New manufacturing plant will produce a gas for car air conditioners that has a much lower global warming potential
US chemical company Honeywell is to make a $300 million (£184 million) investment in manufacturing capacity for a new type of refrigerant with impressive environmental credentials.
The focal point for the investment will be a new manufacturing plant at Geismar in Louisiana, US, which will be operational in 2016 and make HFO-1234yf. Honeywell says that HFO-1234yf has a global warming potential (GWP) that is 99% lower than HFC-134a, the current industry standard. GWP is measure of how much heat a gas traps in the atmosphere relative to carbon dioxide.
‘Demand for HFO-1234yf is increasing around the world in response to concerns about greenhouse gas emissions and the need to comply with the Mobile Air Conditioning (MAC) Directive in Europe and Corporate Average Fuel Economy (CAFE) regulations in the US,’ said Andreas Kramvis, head of the performance materials and technologies division at Honeywell.

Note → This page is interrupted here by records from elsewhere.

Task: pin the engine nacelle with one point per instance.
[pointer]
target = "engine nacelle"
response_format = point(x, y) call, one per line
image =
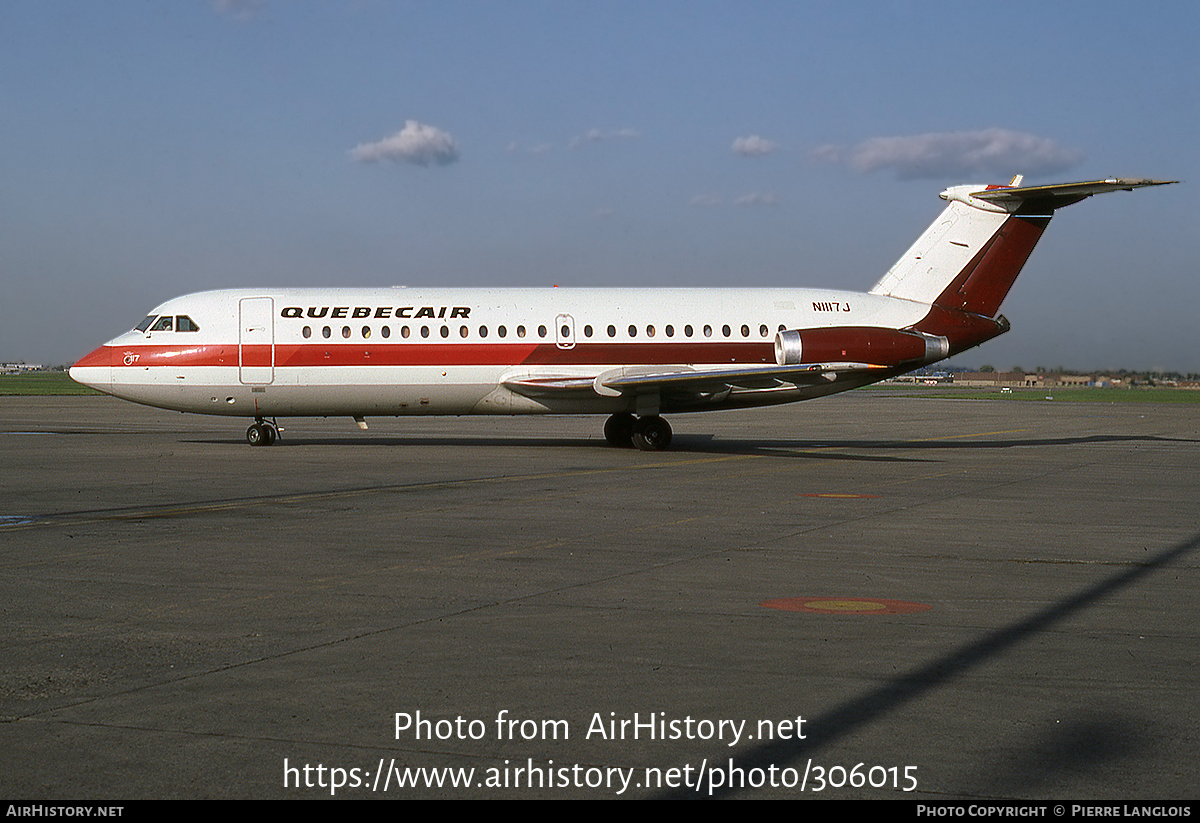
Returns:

Car makers are embracing HFO-1234yf for air-conditioning units as a result of EU legislation requiring all new vehicles sold in the EU after 1 January 2017 to use only refrigerants with GWPs below 150.
But the gas has a controversial history in the chemical industry. Honeywell and DuPont own most of the relevant patents, and in 2011 the EU opened an investigation focusing on whether the two companies were breaking competition rules by unfairly witholding manufacturing licences.